Carter K. Lebares, MD, FACS, from the University of California San Francisco (UCSF), directs the UCSF Center for Mindfulness in Surgery. She said, “Nothing can take the place of institutional resources that protect people,” including metal detectors and security guards.
But she also shared that mindfulness training, a type of meditation, is now part of military preparedness to strengthen service members’ well-being and proactively mitigate mental trauma. She cited the Center’s Enhanced Stress Resilience Training for Residents, a program that modifies a mindfulness-based stress reduction curriculum for resident physicians.
Finally, Joseph Dalu, a former law enforcement officer now affiliated with a security corporation in Mission Viejo, California, shared tips for threat assessment and mitigation, including walking in groups to vehicles, maintaining adequate lighting, and using legal and digital protections to limit public access to one’s name, address, and other vital data.
Dr.
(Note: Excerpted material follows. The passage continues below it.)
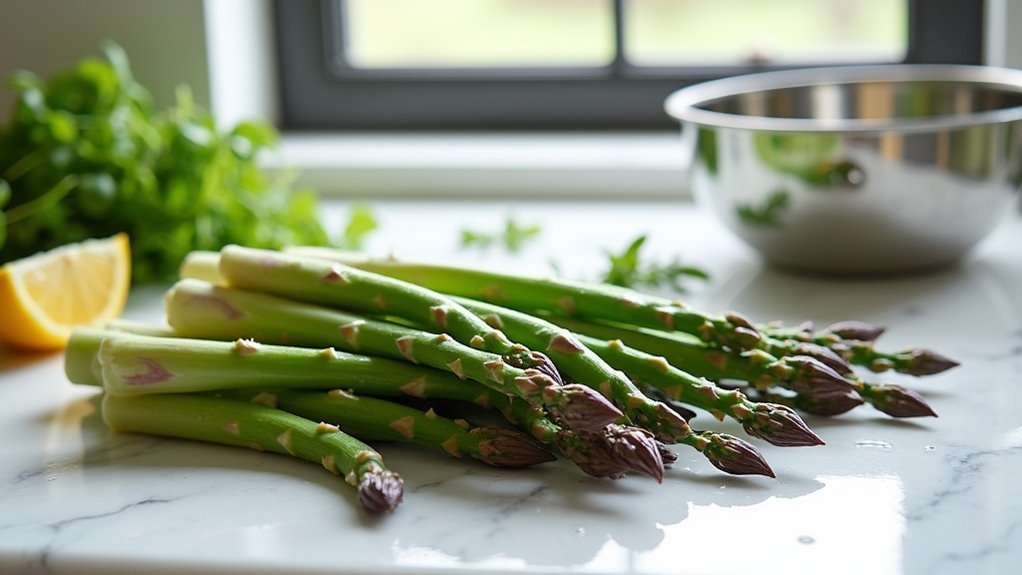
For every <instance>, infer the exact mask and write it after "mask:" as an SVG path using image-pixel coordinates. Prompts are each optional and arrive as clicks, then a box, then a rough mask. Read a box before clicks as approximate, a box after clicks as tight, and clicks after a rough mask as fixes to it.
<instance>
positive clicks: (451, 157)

Liepert added recommendations for preventing workplace violence, including management heeding concerning behaviors, zero tolerance for bullying, adequate security measures and procedures, fair and consistent disciplinary procedures, and a trained threat management team. She further suggested supporting HR 2584, a federal bill to protect hospital personnel from violence.
“There is nothing more important to ensuring excellent patient care than ensuring our own health and safety,” she commented in an interview.
“Don’t lose the caring nature that brought you into this field,” Dalu added at the end of his talk, a comment many speakers echoed.